Network Orchestration Smartens Up
In this era of digitization, multimedia and cloud, the network needs to evolve from connectivity to business continuity.
The topic of network evolution is certainly hot right now. It's something the networking industry has been discussing for the better part of two decades. In the past, however, when it came to the network IT leaders had an "if it ain't broke, don't fix it" attitude. Even though the network didn't run optimally, it wasn't really hurting the business, so it stayed as it was.
But today in this era of cloud services, mobility and converged networks, traditional networks are no longer adequate. The network architecture currently in place is static in nature and highly under utilized. ZK Research estimates that traditional networks have an average utilization rate of 25 to 35%. What's worse is that it's actually hurting the performance of real-time, cloud and bandwidth intensive applications. If IT is ever to achieve the level of agility and dynamism required to enable businesses to become digital organizations, the network must now evolve.

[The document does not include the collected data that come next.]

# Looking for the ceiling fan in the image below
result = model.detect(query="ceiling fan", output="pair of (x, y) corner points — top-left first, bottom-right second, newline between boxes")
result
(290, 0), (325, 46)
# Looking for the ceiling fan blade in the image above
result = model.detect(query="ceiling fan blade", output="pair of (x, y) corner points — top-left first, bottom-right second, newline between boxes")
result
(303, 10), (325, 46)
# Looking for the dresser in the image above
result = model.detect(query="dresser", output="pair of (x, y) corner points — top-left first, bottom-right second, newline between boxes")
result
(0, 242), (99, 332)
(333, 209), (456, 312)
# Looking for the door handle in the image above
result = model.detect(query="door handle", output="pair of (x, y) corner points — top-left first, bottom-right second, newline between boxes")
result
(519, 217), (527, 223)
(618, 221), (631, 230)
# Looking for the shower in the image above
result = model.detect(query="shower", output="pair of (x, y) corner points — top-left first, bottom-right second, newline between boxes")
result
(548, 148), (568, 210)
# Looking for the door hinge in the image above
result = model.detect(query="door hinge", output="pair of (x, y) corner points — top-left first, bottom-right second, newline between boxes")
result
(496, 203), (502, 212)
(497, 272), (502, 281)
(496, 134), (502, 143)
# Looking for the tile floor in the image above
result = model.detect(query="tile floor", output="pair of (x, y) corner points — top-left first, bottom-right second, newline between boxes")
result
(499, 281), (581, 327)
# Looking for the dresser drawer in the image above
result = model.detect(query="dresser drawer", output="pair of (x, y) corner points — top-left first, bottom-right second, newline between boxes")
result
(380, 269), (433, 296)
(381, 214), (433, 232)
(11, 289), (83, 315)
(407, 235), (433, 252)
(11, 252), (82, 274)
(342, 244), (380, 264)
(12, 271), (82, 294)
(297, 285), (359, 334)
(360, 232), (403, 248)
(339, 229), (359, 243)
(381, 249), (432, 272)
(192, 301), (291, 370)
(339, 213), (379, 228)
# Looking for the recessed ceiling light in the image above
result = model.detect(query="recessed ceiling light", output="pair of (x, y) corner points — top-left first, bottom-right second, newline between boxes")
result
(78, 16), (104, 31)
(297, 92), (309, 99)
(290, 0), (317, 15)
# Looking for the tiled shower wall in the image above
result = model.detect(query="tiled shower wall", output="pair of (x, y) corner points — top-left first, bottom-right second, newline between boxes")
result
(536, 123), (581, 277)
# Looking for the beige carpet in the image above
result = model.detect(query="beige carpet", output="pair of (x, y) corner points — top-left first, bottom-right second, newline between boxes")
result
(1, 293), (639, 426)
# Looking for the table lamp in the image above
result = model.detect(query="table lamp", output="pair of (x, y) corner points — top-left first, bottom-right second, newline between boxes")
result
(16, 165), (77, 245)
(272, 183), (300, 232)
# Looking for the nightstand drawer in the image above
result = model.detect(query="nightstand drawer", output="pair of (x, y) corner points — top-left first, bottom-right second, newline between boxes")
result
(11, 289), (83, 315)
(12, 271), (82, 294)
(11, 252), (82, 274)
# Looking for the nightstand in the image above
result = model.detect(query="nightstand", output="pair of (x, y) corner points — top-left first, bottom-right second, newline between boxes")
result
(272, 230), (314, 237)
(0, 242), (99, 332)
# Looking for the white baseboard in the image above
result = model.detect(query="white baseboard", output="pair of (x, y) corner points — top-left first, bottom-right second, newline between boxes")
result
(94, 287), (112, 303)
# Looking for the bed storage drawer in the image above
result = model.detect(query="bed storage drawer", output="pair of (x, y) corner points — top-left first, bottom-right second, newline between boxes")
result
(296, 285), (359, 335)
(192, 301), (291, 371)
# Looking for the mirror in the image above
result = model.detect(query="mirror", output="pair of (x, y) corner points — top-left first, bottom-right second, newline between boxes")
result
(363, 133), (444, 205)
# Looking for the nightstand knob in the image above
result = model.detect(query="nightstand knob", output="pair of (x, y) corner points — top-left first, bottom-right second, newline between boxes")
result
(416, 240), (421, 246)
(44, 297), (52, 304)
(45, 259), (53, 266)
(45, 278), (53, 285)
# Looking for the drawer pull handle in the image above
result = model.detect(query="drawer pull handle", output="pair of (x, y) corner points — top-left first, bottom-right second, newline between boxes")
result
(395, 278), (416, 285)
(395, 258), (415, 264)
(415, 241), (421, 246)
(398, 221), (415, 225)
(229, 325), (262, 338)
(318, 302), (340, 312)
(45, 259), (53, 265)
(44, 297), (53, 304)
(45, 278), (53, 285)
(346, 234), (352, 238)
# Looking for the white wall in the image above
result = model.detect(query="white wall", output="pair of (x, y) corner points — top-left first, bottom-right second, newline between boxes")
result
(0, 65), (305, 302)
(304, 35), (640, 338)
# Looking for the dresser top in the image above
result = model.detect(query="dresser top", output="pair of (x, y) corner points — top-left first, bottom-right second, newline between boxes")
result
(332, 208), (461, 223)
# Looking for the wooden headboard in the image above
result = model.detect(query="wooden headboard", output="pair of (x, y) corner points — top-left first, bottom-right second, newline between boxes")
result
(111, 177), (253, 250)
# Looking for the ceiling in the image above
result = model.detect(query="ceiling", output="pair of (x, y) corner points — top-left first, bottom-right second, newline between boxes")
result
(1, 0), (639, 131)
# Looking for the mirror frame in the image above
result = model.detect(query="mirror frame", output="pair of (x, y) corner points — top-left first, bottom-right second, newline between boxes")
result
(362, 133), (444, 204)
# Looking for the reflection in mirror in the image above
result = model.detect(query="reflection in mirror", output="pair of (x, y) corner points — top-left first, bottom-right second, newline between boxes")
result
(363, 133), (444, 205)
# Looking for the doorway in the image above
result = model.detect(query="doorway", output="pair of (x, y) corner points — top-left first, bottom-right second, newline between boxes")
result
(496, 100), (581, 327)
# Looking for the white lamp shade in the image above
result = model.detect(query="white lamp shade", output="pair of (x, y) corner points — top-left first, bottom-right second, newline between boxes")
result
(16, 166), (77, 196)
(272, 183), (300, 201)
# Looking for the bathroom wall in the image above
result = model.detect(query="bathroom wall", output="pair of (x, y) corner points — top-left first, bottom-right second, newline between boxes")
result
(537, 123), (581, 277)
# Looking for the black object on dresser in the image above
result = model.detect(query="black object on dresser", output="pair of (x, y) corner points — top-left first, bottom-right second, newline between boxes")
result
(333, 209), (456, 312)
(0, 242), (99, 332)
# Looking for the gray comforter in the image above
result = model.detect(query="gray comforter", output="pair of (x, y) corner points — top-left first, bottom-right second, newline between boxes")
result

Sonus Networks has a network-as-a-service product called NaaS IQ -- which came to it through the acquisition of Treq Labs -- that makes the network an agile, tunable resource so businesses can ensure that applications are always performing optimally. The platform simplifies and automates network operations through a policy-driven architecture with centralized control of both resources and orchestration capabilities.
Shifting to a network-as-a-service model enables IT managers to use business policies to control the network. For example, a business may perform backups over the WAN. During the day, NaaS IQ would intelligently orchestrate a policy that limits the amount of bandwidth being used for the backup. Then, after business hours the backup program can run unimpeded.
Using NaaS IQ for video conferencing would be another example. Because of the high performance requirements of video, many businesses nail-up bandwidth to be used only for video purposes. While this helps with performance, it's obviously a huge waste of money as the network sits idle much of the time. NaaS IQ could interface with the video system and create a dedicated pipe for the call, then tearing it down afterwards.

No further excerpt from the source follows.